The Anticybersquatting Consumer Protection Act, 15 U.S.C. 1125(d), is the federal law that gives trademark owners a civil claim against persons who act with a "bad faith intent to profit" from registering domain names that are identical or confusingly similar to protected marks. Remedies available to a prevailing trademark owner include an award of statutory damages of up to $100,000 per domain name, plus costs and attorneys' fees in some cases. Losing an ACPA case can ruin your day.
Congress softened the harshness of the ACPA by including a safe harbor for domain registrants who "believed and had reasonable grounds to believe that the use of the domain name was a fair use or otherwise lawful," 15 U.S.C. 1125(d)(1(B)(ii). To date, courts have been very stingy with this defense. In Audi AG v. D'Amato, 469 F.3d 534 (6th Cir. 2006), the Sixth Circuit remarked that the safe harbor defense is available "only in the most unusual cases." In Virtual Works Inc. v. Volkswagen of Am. Inc., 238 F.3d 264 (4th Cir. 2001), the Fourth Circuit held that a domain registrant who acts even partially in bad faith is not entitled to the safe harbor. The intent of these cases is clear: cybersquatters won't be allowed to escape liability merely by professing a pure heart or mustering a decent argument that their use of the plaintiff's mark was fair or lawful.
The Ninth Circuit's decision yesterday in Lahoti v. Vericheck Inc., No. 08-35001 (9th Cir., Nov. 16, 2009), is in the same vein as Audi AG and Virtual Works. In Lahoti, the court said that the domain registrant was not entitled to claim the safe harbor defense because it was "unlikely that he legitimately believed that his use of the Domain Name was wholly lawful in this case."
Wholly lawful. To my ear, "wholly lawful" is much more demanding than the language that Congress wrote, which is "believed and had reasonable grounds to believe that the use of the domain name was a fair use or otherwise lawful." But three federal appellate panels clearly feel otherwise. "Wholly lawful" is a tough standard for anyone to meet, and it proved insurmountable for a garden-variety cybersquatter like Lahoti. The bill of particulars against him:
- Lahoti registered <vericheck.com>, a domain identical to the plaintiff's "Vericheck" Georgia state service mark.

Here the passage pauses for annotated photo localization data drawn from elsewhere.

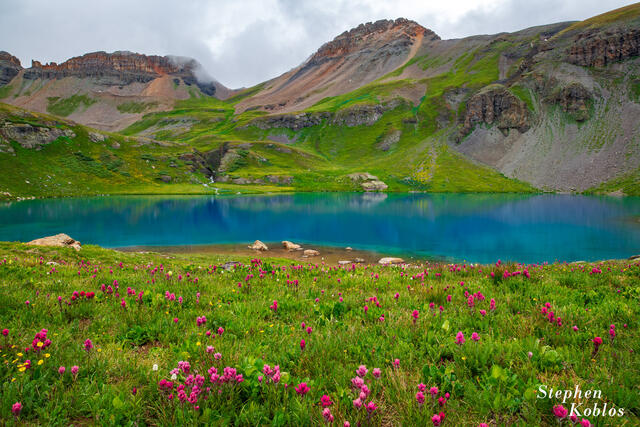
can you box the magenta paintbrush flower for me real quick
[294,382,309,396]
[12,402,22,417]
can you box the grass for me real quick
[510,85,535,112]
[556,3,640,36]
[0,103,293,200]
[46,95,96,117]
[4,8,636,199]
[585,167,640,196]
[116,102,159,114]
[0,242,638,425]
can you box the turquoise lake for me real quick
[0,193,639,263]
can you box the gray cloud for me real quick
[0,0,635,89]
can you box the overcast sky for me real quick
[0,0,635,88]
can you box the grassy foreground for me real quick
[0,242,638,425]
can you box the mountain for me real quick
[1,3,639,199]
[234,18,438,114]
[0,51,230,131]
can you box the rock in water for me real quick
[27,233,81,251]
[282,241,302,251]
[248,240,268,251]
[378,257,404,265]
[303,249,320,256]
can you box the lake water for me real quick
[0,193,639,263]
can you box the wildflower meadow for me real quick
[0,242,638,425]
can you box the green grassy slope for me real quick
[0,103,290,200]
[4,4,640,198]
[0,242,638,425]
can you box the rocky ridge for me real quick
[22,51,221,96]
[309,18,438,65]
[248,100,403,131]
[566,27,640,67]
[0,51,22,86]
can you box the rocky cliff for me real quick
[566,28,640,67]
[461,86,530,136]
[248,100,403,131]
[309,18,437,65]
[23,51,220,96]
[0,51,22,86]
[235,18,433,114]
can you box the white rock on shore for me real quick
[378,257,404,265]
[248,240,268,251]
[27,233,81,251]
[282,241,302,251]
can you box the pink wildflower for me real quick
[553,405,568,419]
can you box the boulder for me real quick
[361,180,388,191]
[378,257,404,265]
[345,247,353,251]
[0,123,76,150]
[629,255,640,261]
[248,240,268,251]
[27,233,81,251]
[303,249,320,256]
[338,260,352,265]
[282,241,302,251]
[221,261,240,271]
[354,258,365,263]
[89,132,107,143]
[348,172,378,181]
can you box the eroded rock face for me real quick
[250,112,331,131]
[22,51,221,96]
[248,101,402,130]
[0,123,76,149]
[310,18,438,65]
[332,101,401,127]
[0,51,22,87]
[265,175,293,185]
[462,86,530,136]
[27,233,81,251]
[547,82,592,121]
[567,28,640,67]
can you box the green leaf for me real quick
[112,396,123,409]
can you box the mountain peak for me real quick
[310,18,438,63]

- Lahoti published a collection of outbound links (some pointing to the plaintiff's competitors), not a legitimate offering of goods and services, at the <vericheck.com> domain name.
- Lahoti offered to sell the domain name to the plaintiff for $72,500.
- Lahoti had been adjudicated a cybersquatter in other judicial proceedings.
In most courts' estimation, the above factors are tell-tale signs of a dark, bad faith, cybersquatter heart. In fact, these factors would form the core of any decent "what not to do" list for domainers.
Now, as it turns out, the lower court made a couple legal errors when it ruled that the VeriCheck mark was a "distinctive" mark (and thereby protectable under the ACPA). The appellate court discussed at length how an arguably generic or descriptive mark might become "distinctive," and it sent the case back to the lower court for reconsideration.
So this was a close case as far as whether or not the plaintiff's mark is distinctive enough to support an ACPA claim. However, in this court's estimation, it wasn't a close case as far as whether Lahoti's behavior met the "wholly lawful" standard:
As we see the record, there is no genuine appellate issue on Lahoti’s bad faith. He has made his cybersquatter bed and now cannot persuasively challenge the district court’s conclusion that he must lie in it. A different case might be presented if Lahoti had a genuine business marketing service for which the Vericheck name was an aid, but there was no credible evidence of that here, nothing but his self-serving affidavit.
A reasonable person in Lahoti’s position—that is, a reasonable person who had previously been declared a cybersquatter in a judicial proceeding—should have known that his actions might be unlawful. Lahoti has previously advanced, unsuccessfully, the same trademark defenses he argues here, including the claim that the mark at issue was only descriptive and that he is entitled to the safe harbor. Lahoti’s failed defenses in these other cases make it unlikely that he legitimately believed that his use of the Domain Name was wholly lawful in this case.
The message I take from this language is that if you have been adjudicated a cybersquatter in a prior proceeding, or you are in the "domaining" or domain name speculation business, you had better knock down the trademark owner's claim to a protectable interest in the mark because you will never convince a court that your registration of the domain was "wholly lawful." Close doesn't count in cybersquatting.